PeopleOkavango Delta: We use local community 'polers' to take us into the Okavango Delta. The polers have an intimate knowledge of the Okavango Delta, and their employment as guides ensure that the local community benefit from tourism and ensures that these areas are conserved for future generations.
The Okavango Delta, 1000th World Heritage Site, is an important wildlife refuge for many animals, both resident and migratory. It attracts thousands of tourists to Botswana annually, and maintaining the pristine nature of the environment is very important to the country. Water from the Delta is integral to the continued sustainability of the Botswana tourism industry. Without water, the environment would no longer support such diversity.
There have been many talks about damming upper sections of the Kavango River which feeds the Okavango Delta. Should this go ahead it will disrupt the natural system of the Delta and adversely affect the wildlife and the industry as a whole. Tour leaders will explain all of this to clients so that clients are made aware of what potentially could happen if this plan is implemented. The more people who are made aware of the threats to this ecosystem, the less likely it is to happen. By people visiting the Delta, creating jobs, and allowing the delta to make much needed funds, the less likely it is that the planned dam will go ahead.
Okavango SOS trees project - Okavango Botswana: For hundreds of years, the local communities in and around Botswana's Okavango Delta have used the wood of the sausage tree to craft their traditional mokoro (dugout canoes). The knowledge and skill have been passed down from generation to generation and, up until recently, has been a sustainable practice. With increasing numbers of people visiting the Delta each year, more mokoro are needed and as a direct result, more and more Sausage Trees (Kigela Africana) are being felled and the tree is sadly disappearing from the region. A traditional wooden mokoro will have to be replaced every five years, thereby placing increased pressure on the dwindling Sausage Tree supply.
As a solution we have established a project to encourage polers in the local communities to buy replica fibreglass mekoros, which have a lifespan of approximately ten years, are more stable and are produced with much less negative affect to the environment. As such, sponsorship for each fibreglass mokoro is needed, and a portion of the tour cost will be donated to the project, but we also will offer our clients the opportunity to contribute to this worthwhile cause. Please feel free to contact the our office for more information on the SOS Trees project or if you would like to make any contributions towards this project. It is something that is close to all of our hearts and we have been successful in replacing 30+ (circ. 2015) mekoro thus far.
Wild Camping in Botswana: As a camping tour this means our environmental impact is minimal. We stay in designated campsites, and leave it in a pristine condition. Litter is strictly policed. The potential of creating wildfires is great, so the group is briefed on smoking restriction and how to dispose of cigarette butts.
All camps are un-fenced, so the potential is there for the wildlife to come into camp and clients are briefed as to the restrictions of keeping to camp and not wandering away from the confines of the campsite.

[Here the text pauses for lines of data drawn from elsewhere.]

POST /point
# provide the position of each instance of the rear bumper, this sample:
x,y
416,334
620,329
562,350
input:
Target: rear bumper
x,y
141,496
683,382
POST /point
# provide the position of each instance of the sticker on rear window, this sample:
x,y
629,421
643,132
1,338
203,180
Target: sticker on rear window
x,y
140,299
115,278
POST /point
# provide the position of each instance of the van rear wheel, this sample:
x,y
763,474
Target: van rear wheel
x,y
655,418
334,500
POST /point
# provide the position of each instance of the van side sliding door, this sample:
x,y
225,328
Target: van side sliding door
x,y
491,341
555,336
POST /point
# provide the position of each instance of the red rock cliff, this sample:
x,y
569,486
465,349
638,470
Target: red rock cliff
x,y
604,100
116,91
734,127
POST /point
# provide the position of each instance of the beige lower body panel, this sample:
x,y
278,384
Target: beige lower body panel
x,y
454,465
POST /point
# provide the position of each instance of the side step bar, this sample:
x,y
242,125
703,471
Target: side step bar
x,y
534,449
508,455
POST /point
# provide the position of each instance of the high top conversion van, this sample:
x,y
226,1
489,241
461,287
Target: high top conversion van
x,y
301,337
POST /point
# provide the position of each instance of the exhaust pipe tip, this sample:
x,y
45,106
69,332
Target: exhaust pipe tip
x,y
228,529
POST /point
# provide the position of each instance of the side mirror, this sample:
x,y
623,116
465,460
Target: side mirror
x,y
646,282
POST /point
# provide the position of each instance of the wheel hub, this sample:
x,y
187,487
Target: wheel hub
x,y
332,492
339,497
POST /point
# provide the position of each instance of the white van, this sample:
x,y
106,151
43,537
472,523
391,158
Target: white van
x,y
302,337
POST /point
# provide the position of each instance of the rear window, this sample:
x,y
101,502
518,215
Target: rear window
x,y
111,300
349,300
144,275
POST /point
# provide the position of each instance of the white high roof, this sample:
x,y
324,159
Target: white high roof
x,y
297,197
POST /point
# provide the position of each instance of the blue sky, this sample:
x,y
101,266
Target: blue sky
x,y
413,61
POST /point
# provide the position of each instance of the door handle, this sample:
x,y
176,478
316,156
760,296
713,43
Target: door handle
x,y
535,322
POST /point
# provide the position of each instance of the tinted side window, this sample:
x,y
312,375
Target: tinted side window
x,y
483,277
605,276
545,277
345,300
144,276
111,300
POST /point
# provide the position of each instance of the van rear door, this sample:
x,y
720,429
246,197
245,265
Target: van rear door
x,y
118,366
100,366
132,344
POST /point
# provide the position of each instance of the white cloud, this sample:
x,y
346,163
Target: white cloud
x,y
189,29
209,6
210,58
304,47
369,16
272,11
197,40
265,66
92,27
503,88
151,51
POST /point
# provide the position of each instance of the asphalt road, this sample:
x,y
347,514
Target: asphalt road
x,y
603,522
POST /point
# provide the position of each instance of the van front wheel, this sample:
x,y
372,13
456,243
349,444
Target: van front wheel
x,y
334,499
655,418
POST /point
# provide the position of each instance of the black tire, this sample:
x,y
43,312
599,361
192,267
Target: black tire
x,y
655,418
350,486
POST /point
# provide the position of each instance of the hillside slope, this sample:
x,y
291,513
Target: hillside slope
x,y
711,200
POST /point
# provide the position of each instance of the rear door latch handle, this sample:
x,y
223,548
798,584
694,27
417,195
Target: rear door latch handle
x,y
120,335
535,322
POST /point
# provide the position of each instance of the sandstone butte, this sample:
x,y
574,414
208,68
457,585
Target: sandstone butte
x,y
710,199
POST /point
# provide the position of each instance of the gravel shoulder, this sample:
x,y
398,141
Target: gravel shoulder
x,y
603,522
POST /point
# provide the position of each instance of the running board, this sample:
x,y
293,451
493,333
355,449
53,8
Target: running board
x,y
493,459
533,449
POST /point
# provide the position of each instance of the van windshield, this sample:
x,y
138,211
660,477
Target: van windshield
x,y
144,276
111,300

Khama Rhino Sanctuary: The Khama Rhino Sanctuary (KRS) is a community based project that was established in 1992 to assist is saving the endangered rhino, restore the wildlife area (8585 hectares) and provide economic benefits to the local community through tourism. Rhinos were introduced in the sanctuary as it is being used as a breeding centre for the re-introduction of both black and white rhinos into the national parks of Botswana after the natural population had virtually been hunted to extinction by poaches. Proceeds from visitors to the park help with the rhino breeding programme and go to the local community.
While there have been further reintroduction of rhino’s by operators in Botswana by bringing rhino in from South Africa, Khama Rhino Sanctuary is still an integral part of rhino conservation in Southern Africa.